Preoccupazioni per il calo del mercato interno e il settore del commercio stritolato dall’online
Quello della calzatura è uno dei settori chiave dell’industria della moda italiana, con 14,3 miliardi di fatturato nel 2018, con oltre 75mila persone occupate e che esporta l’85% dei suoi prodotti. Un settore che, nonostante queste sue eccellenze, continua purtroppo a soffrire, come confermano i dati elaborati da Confindustria Moda per il primo semestre 2019 e presentati nel corsi dell’edizione settembrina del Micam a Milano. La produzione è calata del -2,3% in volume, ma è salita del +2% in valore, conseguenza delle tensioni commerciali internazionali, della Brexit che incombe, del calo di Paesi importanti come la Cina e la Germania. Anche la Russia, dopo una ripresa lo scorso anno, è calata del -15%.
Tiene l’Ue, che copre il 70% dell’export del calzaturiero, e crescono il Nord America (+13,5%) e il Far East (+11,4%), con exploit della Corea del Sud a +12,8%. Aumenti che hanno contribuito a far salire il valore complessivo dell’export del +8,4%, per un totale di un nuovo record di 4,22 miliardi di euro di scarpe vendute oltre confine, e che porta il saldo commerciale a +13,1% per 1,96 miliardi.

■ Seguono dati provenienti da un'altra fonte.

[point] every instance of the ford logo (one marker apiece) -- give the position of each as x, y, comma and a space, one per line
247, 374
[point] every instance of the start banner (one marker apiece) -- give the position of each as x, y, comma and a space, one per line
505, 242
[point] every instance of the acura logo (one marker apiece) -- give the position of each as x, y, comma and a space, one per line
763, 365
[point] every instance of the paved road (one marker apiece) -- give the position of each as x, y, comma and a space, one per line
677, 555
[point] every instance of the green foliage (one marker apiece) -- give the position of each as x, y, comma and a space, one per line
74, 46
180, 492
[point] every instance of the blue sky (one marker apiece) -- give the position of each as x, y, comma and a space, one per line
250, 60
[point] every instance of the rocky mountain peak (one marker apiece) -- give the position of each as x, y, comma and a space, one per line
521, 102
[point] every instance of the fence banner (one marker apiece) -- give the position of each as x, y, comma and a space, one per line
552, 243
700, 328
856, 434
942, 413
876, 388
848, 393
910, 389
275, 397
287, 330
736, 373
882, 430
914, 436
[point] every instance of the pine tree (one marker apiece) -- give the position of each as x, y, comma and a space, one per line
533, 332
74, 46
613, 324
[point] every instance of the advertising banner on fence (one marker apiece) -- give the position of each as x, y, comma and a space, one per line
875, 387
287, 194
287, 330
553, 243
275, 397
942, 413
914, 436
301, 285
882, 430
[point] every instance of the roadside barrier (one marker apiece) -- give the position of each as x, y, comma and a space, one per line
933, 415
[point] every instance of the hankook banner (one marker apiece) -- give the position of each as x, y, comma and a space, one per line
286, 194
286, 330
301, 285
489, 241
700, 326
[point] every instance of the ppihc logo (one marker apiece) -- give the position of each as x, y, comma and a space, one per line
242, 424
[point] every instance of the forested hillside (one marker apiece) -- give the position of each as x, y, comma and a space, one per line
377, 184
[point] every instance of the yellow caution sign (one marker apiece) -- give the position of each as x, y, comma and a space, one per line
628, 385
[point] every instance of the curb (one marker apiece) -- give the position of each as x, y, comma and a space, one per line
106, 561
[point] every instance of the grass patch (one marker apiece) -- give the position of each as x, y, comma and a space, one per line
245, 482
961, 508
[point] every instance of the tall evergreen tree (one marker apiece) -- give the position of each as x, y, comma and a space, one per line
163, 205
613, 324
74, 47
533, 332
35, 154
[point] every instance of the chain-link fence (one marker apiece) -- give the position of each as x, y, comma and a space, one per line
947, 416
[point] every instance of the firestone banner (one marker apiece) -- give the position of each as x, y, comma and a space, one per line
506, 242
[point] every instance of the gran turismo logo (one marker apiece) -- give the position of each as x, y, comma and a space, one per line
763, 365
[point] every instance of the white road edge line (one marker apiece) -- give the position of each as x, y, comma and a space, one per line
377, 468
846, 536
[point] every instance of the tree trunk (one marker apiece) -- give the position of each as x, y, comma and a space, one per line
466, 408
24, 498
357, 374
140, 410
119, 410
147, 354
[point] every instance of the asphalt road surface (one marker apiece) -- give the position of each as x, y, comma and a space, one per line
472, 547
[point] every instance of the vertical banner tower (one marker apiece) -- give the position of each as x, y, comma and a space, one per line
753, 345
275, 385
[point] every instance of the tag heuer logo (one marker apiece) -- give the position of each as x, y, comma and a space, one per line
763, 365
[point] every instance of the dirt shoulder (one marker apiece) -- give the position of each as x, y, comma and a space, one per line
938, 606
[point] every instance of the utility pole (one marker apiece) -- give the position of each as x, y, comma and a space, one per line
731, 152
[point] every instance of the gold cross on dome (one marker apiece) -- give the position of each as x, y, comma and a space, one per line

Cresce bene la produzione delle aziende terziste per i marchi del lusso, ma vanno peggio le imprese di dimensioni da piccole a medio-grandi, che sono l’anima dei distretti, dove l’80% delle aziende ha meno di 20 dipendenti. I dati maggiormente negativi vengono dal mercato interno dove i consumi segnano un calo del -3,7% in quantità e -3,2% per spesa. Tutte le tipologie segnano un meno, tranne le nuove star del settore, le sneaker (+0,8% in quantità e +2,9% in valore). Si compra e si spende sempre più online (+10,3% in volume e +17,3% per spesa), dove si effettua oggi l’11% degli acquisti totali, mentre cala del -11% in quantità e del 16% in spesa il canale del negozio tradizionale. Male anche l’ambulantato con -14%.
Siro Badon
neo presidente
Assocalzaturifici
Esportiamo calzature con un alto contenuto di ricerca e di qualità, ma abbiamo avuto una flessione nelle quantità. Un grido di allarme che voglio lanciare è questo, perché meno quantità significa anche meno produzione e diminuzione di forza lavoro. In effetti nel primo semestre le imprese sono calate di 119 unità e la forza lavoro di 492, le ore di cassa integrazione autorizzate per le imprese sono salite del 27,1%.